[25Jan, p.103] Postcards are in the firing line again, along with holiday brochures and vernacular tourist photography. All perpetuate and reinforce rose-tinted views of places to visit or which have been visited. And paintings too, and visitors' sketchbooks.
The market for postcards and non-postal local photographs began in the mid-late 1800s and "objectified places into commodities that could be consumed and collected for a reasonable price" (LPE p.103). The market included stereo photographs and viewers (which reminds us of O'Sullivan in Part 1) and special aesthetic protocols to emphasise three dimensions.
The defence admits at the outset of the trial that many postcards can be quaint and twee and tend not to emphasise social and geographical unpleasantness, but many postcards are documentary and historic and a significant proportion, from galleries and museums reproduce works of art. In Exercise 3.2 I hope to explore a fuller range of postcard types than the course material acknowledges. Holiday brochures are guilty, probably to an even greater extent, of misleading (or at least not fully informing) prospective customers, but that is true of all commercial promotional photography. And while that is no real defence, it does at least lend some perspective.
[26Jan, p.105] To Martin Parr's collections of photographic ephemera. Parr published Boring Postcards in 1990 and USA and German equivalents in 2000 and 2001. I've the first for years but didn't realise that it was Parr. In the cmat.'s view,
Boring Postcards doesn’t actually contain the kinds of romantic, idealised images so despised by Godwin … [but] what we judge to be mundane or prosaic, such as motorways, service stations, tower blocks, school and other modernist municipal buildings … [photographed] because of their novelty value as photographic subjects. LPE p.105
I largely agree but question the cmat.'s pejorative attribution of motive as "because of their novelty value". When these town halls and service stations were built, the councils and other entities concerned were proud of them (Council and councillors have ever sought prestige and status, especially over other councillors, through town halls - the Victorians in neo-Gothic piles and in the 60s, buildings which soon came to be ridiculed by at the time were regarded as the coming thing) and would want to make sure that postcards were available. Similarly, in the early days of the motorways, travelling on them for whatever purpose, or for no purpose, was a matter of prestige and sending a postcard to impress friends neighbours and family would be a commonplace. You had to be there to understand these motivations.
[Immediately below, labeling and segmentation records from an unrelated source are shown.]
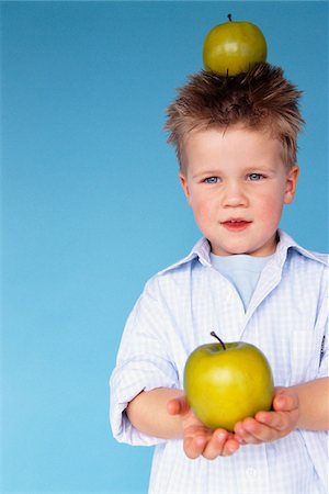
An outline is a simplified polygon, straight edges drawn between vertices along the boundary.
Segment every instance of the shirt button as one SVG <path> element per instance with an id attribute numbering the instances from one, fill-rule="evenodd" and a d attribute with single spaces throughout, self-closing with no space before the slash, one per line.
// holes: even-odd
<path id="1" fill-rule="evenodd" d="M 246 475 L 249 478 L 254 478 L 257 476 L 257 470 L 252 467 L 248 467 L 248 469 L 246 469 Z"/>

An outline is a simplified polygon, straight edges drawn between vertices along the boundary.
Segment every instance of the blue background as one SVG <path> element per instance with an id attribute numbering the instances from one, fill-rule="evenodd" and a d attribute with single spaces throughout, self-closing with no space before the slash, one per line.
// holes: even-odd
<path id="1" fill-rule="evenodd" d="M 162 131 L 211 27 L 258 24 L 305 91 L 282 226 L 328 249 L 327 2 L 2 2 L 1 492 L 141 492 L 107 381 L 145 281 L 200 237 Z"/>

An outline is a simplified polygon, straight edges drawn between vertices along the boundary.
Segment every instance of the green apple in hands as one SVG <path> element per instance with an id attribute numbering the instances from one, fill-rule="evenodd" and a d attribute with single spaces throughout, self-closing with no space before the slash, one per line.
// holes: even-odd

But, admittedly it now seems a strange idea and looks even stranger in the form of an evidential, incriminating postcard.
The cmat. goes as far as admitting, "almost regardless of the image on the front, the postcard is often used as a mode of celebration. The postcard declares: This subject is special. Not only was it worthy of being photographed, but it was important enough to be on a postcard" (LPE p.105). Then a long quote from Clark (1997),
“... the landscape photograph implies the act of looking as a privileged observer so that, in one sense, the photographer of landscapes is always the tourist, and invariably the outsider. Francis Frith’s images of Egypt, for example, for all their concern with foreign lands, retain the perspective of an Englishman looking out over the land. Above all, landscape photography insists on the land as spectacle and involves an element of pleasure.” Clarke, 1997, pg.73
b: 1960 Glasgow
d: 2008 Dumfries
Site - Wikipedia
[27Jan, p.107] Maud Sulter has explored photographic privilege. Conscious of the under-representation of "of black women in the histories of art and photography" and in her project Syrcas (figs. A2-3), "revive[s] the forgotten history of the genocide of black Europeans during the Holocaust through the technique of photomontage. Sulter juxtaposes canonical imagery from classical European art history with African art objects, overlaid on vintage postcards of picturesque, unspecified Alpine landscapes" (quotes from the book of the Syrcas exhibition, reproduced in LPE p.107).
Sulter's other projects include Zabat (1989), 9 large portraits of contemporary black women representing the Greek muses with accompanying poems; Significant Others (1993), 9 photographs from her family archive, 4 including Sulter herself.
Readers will be reminded of Zoe Leonard and Cheryl Dunye in C&N Part 5.
The cmat. speculates that mobile phone cameras and social media communication will increasingly replace the postcard and it is difficult to disagree.